Thursday, March 10, 2022 - Naomi Osaka plays against Sloane Stephens in the first round of the BNP Paribas Open at Indian Wells Tennis Garden in Indian Wells, California. (Kathryn Riley/BNP Paribas Open)
Returning to the BNP Paribas Open for the first time in three years, Japan’s Naomi Osaka overcame American Sloane Stephens in a battle of former US Open champions, 3-6, 6-1, 6-2, on a windy afternoon at the Indian Wells Tennis Garden.

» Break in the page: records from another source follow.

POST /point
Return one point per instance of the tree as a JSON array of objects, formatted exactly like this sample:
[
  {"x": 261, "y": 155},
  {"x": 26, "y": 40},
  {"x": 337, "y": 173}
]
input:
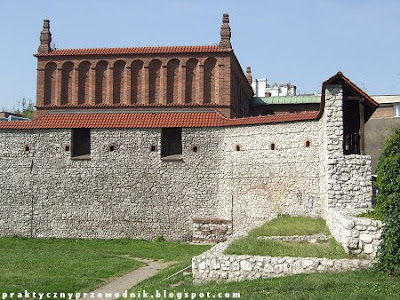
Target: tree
[{"x": 388, "y": 202}]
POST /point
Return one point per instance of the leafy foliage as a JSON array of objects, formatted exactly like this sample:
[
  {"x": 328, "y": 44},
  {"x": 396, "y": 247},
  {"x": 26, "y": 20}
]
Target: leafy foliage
[{"x": 388, "y": 203}]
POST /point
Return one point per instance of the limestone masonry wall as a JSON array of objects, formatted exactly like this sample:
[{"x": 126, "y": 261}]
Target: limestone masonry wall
[
  {"x": 132, "y": 192},
  {"x": 245, "y": 175},
  {"x": 357, "y": 235},
  {"x": 214, "y": 265}
]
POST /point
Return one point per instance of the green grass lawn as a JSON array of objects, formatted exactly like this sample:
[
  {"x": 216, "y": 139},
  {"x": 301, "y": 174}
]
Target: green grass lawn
[
  {"x": 285, "y": 226},
  {"x": 69, "y": 265}
]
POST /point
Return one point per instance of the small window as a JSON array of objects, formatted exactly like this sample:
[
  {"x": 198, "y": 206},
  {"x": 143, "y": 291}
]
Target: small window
[
  {"x": 396, "y": 110},
  {"x": 112, "y": 147},
  {"x": 80, "y": 143},
  {"x": 171, "y": 143}
]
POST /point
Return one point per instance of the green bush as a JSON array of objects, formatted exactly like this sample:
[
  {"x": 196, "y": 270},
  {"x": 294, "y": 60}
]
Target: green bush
[{"x": 388, "y": 203}]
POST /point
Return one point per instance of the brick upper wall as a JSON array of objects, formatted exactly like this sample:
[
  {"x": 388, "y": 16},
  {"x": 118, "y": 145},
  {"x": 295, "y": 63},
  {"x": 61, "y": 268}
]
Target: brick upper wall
[{"x": 91, "y": 79}]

That the opening-round blockbuster between these former Top-5 foes — two of the WTA Tour’s most adept ball-strikers — would go the distance came as little surprise to the Stadium 1 crowd on Thursday. What was surprising was how Osaka, trailing 0-2 in the telltale third set, managed to reel off six unanswered games to seal the one-hour, 53-minute match.
“I haven’t played in wind like that for a while, so this was very new to me,” said Osaka. “I felt like I was fighting for my life. I was playing against her; I was playing against the wind. It was crazy. I just kept thinking she was going through the same circumstances as me, so I just had to will myself to try as hard as I could.”

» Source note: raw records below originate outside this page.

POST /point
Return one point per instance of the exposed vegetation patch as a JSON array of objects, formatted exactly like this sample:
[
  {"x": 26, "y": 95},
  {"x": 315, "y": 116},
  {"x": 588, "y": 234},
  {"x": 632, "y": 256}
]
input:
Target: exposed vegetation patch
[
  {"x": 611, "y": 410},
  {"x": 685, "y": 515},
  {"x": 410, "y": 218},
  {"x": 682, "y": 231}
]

Osaka was returning to the site of her breakthrough title of 2018, which would see her follow up with back-to-back majors at the 2018 US Open and 2019 Australian Open. Now a four-time Grand Slam champion, she has fallen to No. 78 in the rankings.
Sloane is such a champion,” said the 24-year-old Osaka, who narrowed her deficit against Stephens to 1-2. “Hopefully, next time we play will be in more ideal conditions. But it was great to be out here again.”
American Shelby Rogers erased a 1-5 third-set deficit to prevail against Spain’s Nuria Parrizas Diaz, 6-1, 5-7, 7-6(3), in two hours and 49 minutes, while Amanda Anisimova dispatched fellow American Emma Navarro in just 53 minutes, 6-2, 6-2.
Also advancing on Thursday were: Kazalhstan’s Yulia Putintseva (def. Ashlyn Krueger, 6-3, 6-2), Poland’s Magdalena Frech (def. Mayar Sherif, 6-2, 7-5), Czech Tereza Martincova (def. Heather Watson, 6-2, 2-1), Australia’s Daria Saville (def. Shuai Zhang, 6-3, 6-2), Belgian (def. Alison Van Uytvanck, 7-6(3), 6-4), and Italy’s Jasmine Paolini (def. Katie Boulter, 6-3, 6-2).